Si sa foi a accompagné son comportement, on peut aller au-delà en affirmant que sa foi a fondé son engagement.

(1)L’exposition retraçait la vie d’Adélaïde Hautval à partir d’un ouvrage de Georges Hauptmann et Maryvonne Braunschweig, Docteur Adélaïde Hautval dite « Haïdi » 1906-1988. Des camps du Loiret à Auschwitz et à Ravensbrück, édité en décembre 2016 par le Cercle d’étude de la Déportation et de la Shoah – Amicale d’Auschwitz en partenariat avec la Faculté de médecine de l’Université de Strasbourg (Petit Cahier/2e série/n° 25, 238 p).

(2)Annette Monod fut l’assistante sociale de la Croix Rouge qu’a incarnée Mélanie Laurent dans le film, La Rafle, que la réalisatrice Rosalyne Bosch a consacrée à la rafle du Vélodrome d’Hiver.

(3)Adélaïde Hautval, Médecine et crimes contre l’humanité. Témoignage. Cet opuscule, rédigé dans son premier jet dès 1946, a été publié après sa mort par Actes-Sud (collection La fabrique du corps humain) en 1991, puis réédité par les Éditions du Félin (collection Résistance/Liberté-Mémoire).


Que retenir aujourd’hui ?

- L’analyse qu’Adélaïde Hautval fait du nazisme dans les dernières pages de son livre de témoignage : Le national-socialisme n’est pas né d’une génération spontanée. Il est né d’une synthèse diabolique, systématisée, hypnotisante et codifiée, pêchée dans les eaux troubles de la pensée humaine, présentes en chacun de nous. Il a su exploiter au maximum toutes les xénophobies, la force des idées reçues, acceptées comme vraies parce que tout un milieu les partage. Il est difficile de résister à une intoxication quotidienne de slogans, surtout quand ils sont assénés par le pouvoir en place, l’autorité suprême. Bien des gens de bonne foi s’y sont laissés prendre et bien d’autres tomberont encore dans le piège.

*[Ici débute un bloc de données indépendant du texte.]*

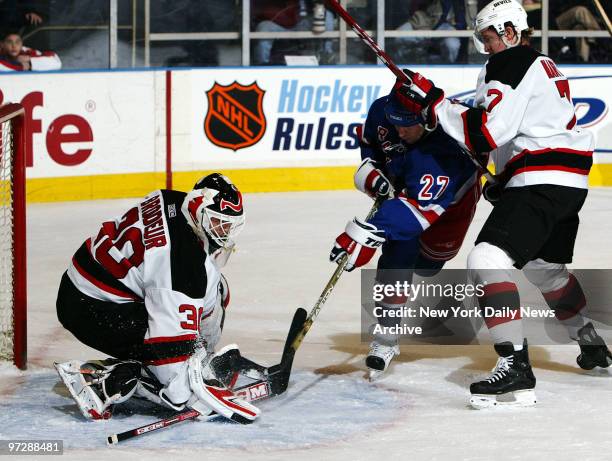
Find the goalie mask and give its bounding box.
[181,173,244,253]
[472,0,529,54]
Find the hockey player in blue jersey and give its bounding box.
[330,95,481,378]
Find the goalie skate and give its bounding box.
[54,360,140,420]
[470,341,537,410]
[366,341,399,381]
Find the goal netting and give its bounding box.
[0,104,26,368]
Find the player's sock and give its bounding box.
[478,282,523,351]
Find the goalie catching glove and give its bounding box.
[355,158,393,198]
[329,218,385,272]
[187,349,260,424]
[393,69,444,131]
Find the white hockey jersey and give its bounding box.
[68,190,221,404]
[437,46,595,189]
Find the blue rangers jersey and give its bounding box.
[361,96,480,240]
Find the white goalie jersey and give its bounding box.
[437,46,595,189]
[68,190,222,403]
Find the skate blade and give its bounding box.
[470,389,537,410]
[53,360,108,421]
[368,369,385,383]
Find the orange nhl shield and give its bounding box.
[204,82,266,150]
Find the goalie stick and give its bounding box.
[280,197,384,372]
[325,0,498,184]
[106,360,291,445]
[106,309,306,445]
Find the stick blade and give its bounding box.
[268,307,308,396]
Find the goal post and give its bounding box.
[0,104,27,369]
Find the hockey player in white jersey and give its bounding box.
[56,173,259,423]
[395,0,612,408]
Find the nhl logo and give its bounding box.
[204,82,266,150]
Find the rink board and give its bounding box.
[0,66,612,201]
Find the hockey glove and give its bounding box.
[355,158,393,198]
[329,218,385,272]
[187,344,260,424]
[393,69,444,131]
[482,181,504,206]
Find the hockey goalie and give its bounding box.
[55,173,265,424]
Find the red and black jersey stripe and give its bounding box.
[161,190,208,299]
[72,241,141,300]
[504,148,593,176]
[485,45,544,89]
[461,107,497,154]
[142,334,197,365]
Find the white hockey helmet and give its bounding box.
[473,0,529,54]
[181,173,244,253]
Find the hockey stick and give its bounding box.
[593,0,612,36]
[325,0,412,85]
[106,372,289,445]
[325,0,498,184]
[281,197,384,372]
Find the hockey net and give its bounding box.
[0,104,27,369]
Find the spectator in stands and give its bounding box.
[251,0,333,65]
[0,31,62,72]
[523,0,601,62]
[397,0,465,63]
[251,0,310,65]
[551,0,601,62]
[0,0,43,30]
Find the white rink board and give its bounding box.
[0,66,612,178]
[0,72,158,178]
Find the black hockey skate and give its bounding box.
[54,359,141,419]
[576,322,612,370]
[470,340,536,410]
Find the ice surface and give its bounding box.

- Son éthique médicale. Elle est aujourd’hui pleinement reconnue comme le montre la décision en mai 2015 des Hôpitaux de Paris de donner son nom à l’un de ses établissements, celui de Villiers-le-Bel, qui portait le nom d’un prix Nobel de médecine connu pour ses idées racistes. Mais, plus généralement, son humanisme : alors qu’elle fut très discrète sur son comportement pendant la guerre au cours de ses presque trente années de présence active au foyer de Grenelle à Paris (elle y tenait l’harmonium), elle s’est exprimée de la façon la plus claire dans le bulletin paroissial à propos de la répression, le 17 octobre 1961, d’une manifestation pacifique d’Algériens : Qui de nous eût cru possible que, si peu de temps après (la guerre), ces mêmes principes seraient mis en question, et ceci dans notre propre pays ?

- Son refus de toute compromission et l’adéquation entre ses convictions et ses actes. Sur une fontaine que lui a dédiée sa commune de naissance en 1993, est inscrit : Pense et agis selon des eaux claires de ton être.